Our Views for July 27, 2009

State car deal too secretive
  • Published: Jul 27, 2009

The state of Louisiana is offering $134 million in incentives to a car company in a deal that, by design, has a very thin paper trail.

This might be a wonderful deal for state residents or a boondoggle, but we don’t have enough information to know whether it’s the former or the latter. Very few documents concerning the deal are available for public review, which means taxpayers will have to rely on the assurances of Stephen Moret, Gov. Bobby Jindal’s secretary of economic development.

We have a lot of respect for Moret’s diligence and intelligence, but the state’s taxpayers deserve more information about this project than they’ve been given.

The Jindal administration offered the incentives to San Diego-based V-Vehicle Co., or VVC, to build cars in a vacant industrial building in Monroe. If the project succeeds, it could swell Louisiana’s wages by $1.9 billion in a 15-year period, according to an LSU economic forecast.

But neither VVC nor state officials will say what kind of car is planned for the Louisiana facility or how it will be sold. Moret’s department paid a consulting company $16,000 to study VVC’s business plan, and the consultant was largely favorable about VVC in a three-page letter that talks in very general terms about the car company’s business goals.

But no underlying documents for the review are available because the Department of Economic Development intentionally exchanged information by word of mouth to avoid generating documents. Moret said his department used this method to avoid disclosing any of VVC’s trade secrets.

We are familiar with concerns about revealing a company’s proprietary information when governments offer incentives to private industry. But we fear such concerns too often become a rationale for blanket secrecy about the use of taxpayer money.

We also worry about government-sponsored business deals in which critical details, as far as we can tell, are carried around exclusively in the heads of a few key people. Government officials come and go. Where’s the public accountability when key information isn’t recorded in writing?

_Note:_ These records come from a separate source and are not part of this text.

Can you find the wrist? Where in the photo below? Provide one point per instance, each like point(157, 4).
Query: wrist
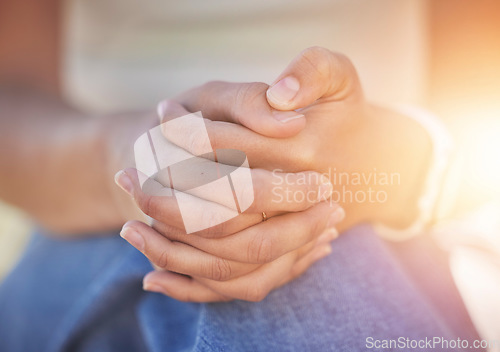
point(406, 150)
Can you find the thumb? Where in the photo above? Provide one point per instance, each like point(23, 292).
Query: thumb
point(315, 73)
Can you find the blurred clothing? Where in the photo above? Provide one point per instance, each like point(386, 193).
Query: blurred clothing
point(86, 295)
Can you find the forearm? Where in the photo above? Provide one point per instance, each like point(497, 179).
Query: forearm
point(395, 167)
point(50, 156)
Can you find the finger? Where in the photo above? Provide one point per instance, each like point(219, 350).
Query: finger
point(322, 250)
point(267, 191)
point(180, 287)
point(205, 216)
point(315, 73)
point(256, 285)
point(267, 241)
point(241, 103)
point(179, 257)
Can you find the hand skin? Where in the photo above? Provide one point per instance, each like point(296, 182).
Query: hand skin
point(341, 132)
point(243, 258)
point(361, 137)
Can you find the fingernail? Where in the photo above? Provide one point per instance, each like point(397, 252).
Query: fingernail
point(124, 182)
point(147, 286)
point(332, 233)
point(337, 216)
point(284, 91)
point(133, 237)
point(323, 238)
point(325, 189)
point(322, 251)
point(160, 109)
point(286, 116)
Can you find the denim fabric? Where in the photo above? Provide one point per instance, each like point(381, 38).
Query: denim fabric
point(85, 295)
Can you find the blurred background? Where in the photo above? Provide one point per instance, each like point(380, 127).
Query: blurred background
point(448, 61)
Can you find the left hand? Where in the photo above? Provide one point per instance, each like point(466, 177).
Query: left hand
point(234, 259)
point(333, 130)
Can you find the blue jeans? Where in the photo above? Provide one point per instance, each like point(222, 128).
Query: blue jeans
point(86, 295)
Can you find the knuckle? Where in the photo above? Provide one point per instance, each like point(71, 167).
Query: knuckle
point(260, 249)
point(305, 154)
point(210, 218)
point(220, 269)
point(256, 292)
point(196, 142)
point(247, 95)
point(319, 59)
point(163, 260)
point(166, 108)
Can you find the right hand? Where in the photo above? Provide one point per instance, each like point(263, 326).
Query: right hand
point(243, 258)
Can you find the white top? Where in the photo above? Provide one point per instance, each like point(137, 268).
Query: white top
point(123, 54)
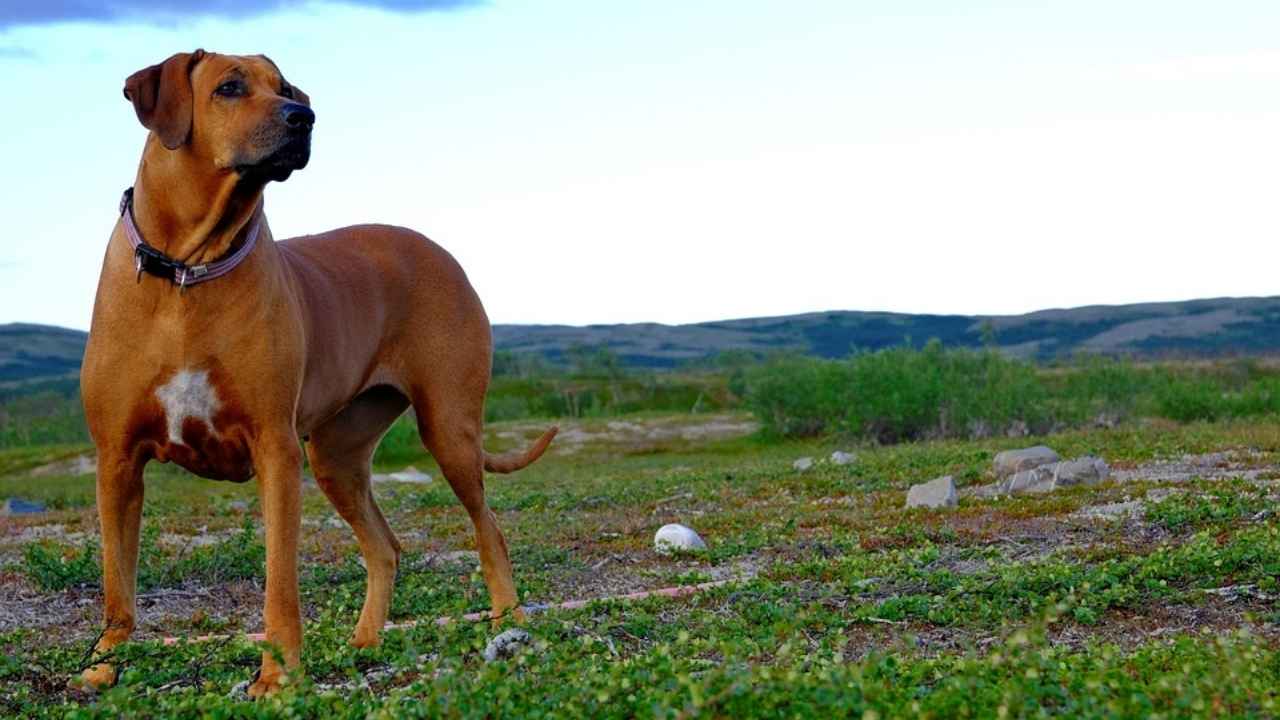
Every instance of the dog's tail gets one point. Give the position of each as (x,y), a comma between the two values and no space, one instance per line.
(516,460)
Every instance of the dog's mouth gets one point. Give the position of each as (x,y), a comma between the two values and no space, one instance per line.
(292,155)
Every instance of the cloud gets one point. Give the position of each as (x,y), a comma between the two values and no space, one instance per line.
(45,12)
(16,53)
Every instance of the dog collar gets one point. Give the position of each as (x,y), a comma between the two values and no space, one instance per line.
(150,260)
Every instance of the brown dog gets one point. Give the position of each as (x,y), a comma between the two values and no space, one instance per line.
(327,337)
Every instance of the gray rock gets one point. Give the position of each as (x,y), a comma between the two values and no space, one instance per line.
(1011,461)
(676,537)
(933,493)
(1082,470)
(841,458)
(18,506)
(1111,510)
(506,645)
(1034,481)
(81,465)
(411,474)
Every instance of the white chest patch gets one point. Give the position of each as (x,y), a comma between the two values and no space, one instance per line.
(187,395)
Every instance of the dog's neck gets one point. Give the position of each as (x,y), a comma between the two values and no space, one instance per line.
(187,213)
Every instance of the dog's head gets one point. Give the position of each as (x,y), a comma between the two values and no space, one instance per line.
(237,113)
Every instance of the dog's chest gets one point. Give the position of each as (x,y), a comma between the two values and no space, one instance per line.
(200,427)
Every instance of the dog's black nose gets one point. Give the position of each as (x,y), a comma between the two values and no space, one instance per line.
(297,117)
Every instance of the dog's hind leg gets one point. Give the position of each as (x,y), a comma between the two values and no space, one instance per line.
(341,451)
(449,419)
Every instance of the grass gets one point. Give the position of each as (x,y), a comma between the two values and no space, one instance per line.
(846,604)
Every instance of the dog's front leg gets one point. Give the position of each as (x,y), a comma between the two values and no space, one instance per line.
(119,510)
(279,470)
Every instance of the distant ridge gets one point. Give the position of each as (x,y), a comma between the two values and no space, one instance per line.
(1193,328)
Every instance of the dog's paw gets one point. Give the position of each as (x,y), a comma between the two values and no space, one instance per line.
(366,638)
(99,677)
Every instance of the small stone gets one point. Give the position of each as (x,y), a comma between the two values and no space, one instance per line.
(506,645)
(1034,481)
(933,493)
(1111,510)
(410,474)
(676,537)
(1083,470)
(1011,461)
(17,506)
(841,458)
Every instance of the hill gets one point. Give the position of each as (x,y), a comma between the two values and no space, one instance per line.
(1197,328)
(31,351)
(1194,328)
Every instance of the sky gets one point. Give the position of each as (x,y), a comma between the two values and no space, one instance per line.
(686,160)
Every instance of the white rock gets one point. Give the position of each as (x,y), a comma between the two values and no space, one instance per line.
(411,474)
(1028,459)
(1083,470)
(506,645)
(1034,481)
(933,493)
(673,537)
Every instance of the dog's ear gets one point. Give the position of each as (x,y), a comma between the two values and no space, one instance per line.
(161,98)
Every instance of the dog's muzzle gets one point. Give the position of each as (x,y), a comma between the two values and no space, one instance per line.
(295,147)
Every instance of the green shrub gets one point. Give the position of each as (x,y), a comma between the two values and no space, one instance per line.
(896,395)
(53,566)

We agree with Jim Brandt, president of the nonprofit, nonpartisan Public Affairs Research Council of Louisiana, that the current level of secrecy concerning many state-funded economic development deals doesn’t ensure enough public oversight and accountability.

Moret has emphasized that the state’s deal with VVC is designed to safeguard the state’s interests. He has mentioned that initial dollars provided to the project will be used for site improvements that would make it attractive to any future business tenant. Moret has stressed that state dollars on the project will be spent incrementally, and only after VVC meets certain performance benchmarks. If VVC defaults, the state would own the infrastructure it has helped develop for the site, Moret said, adding that he believes such a default is unlikely.

While such safeguards can help limit the state’s risk in this venture, we know that commercial ventures, by their nature, can never be risk-free. That is particularly true of the car industry, which has been in economic free fall lately.

The state’s taxpayers deserve more information on this deal so they can determine whether it’s worth the risk to taxpayers.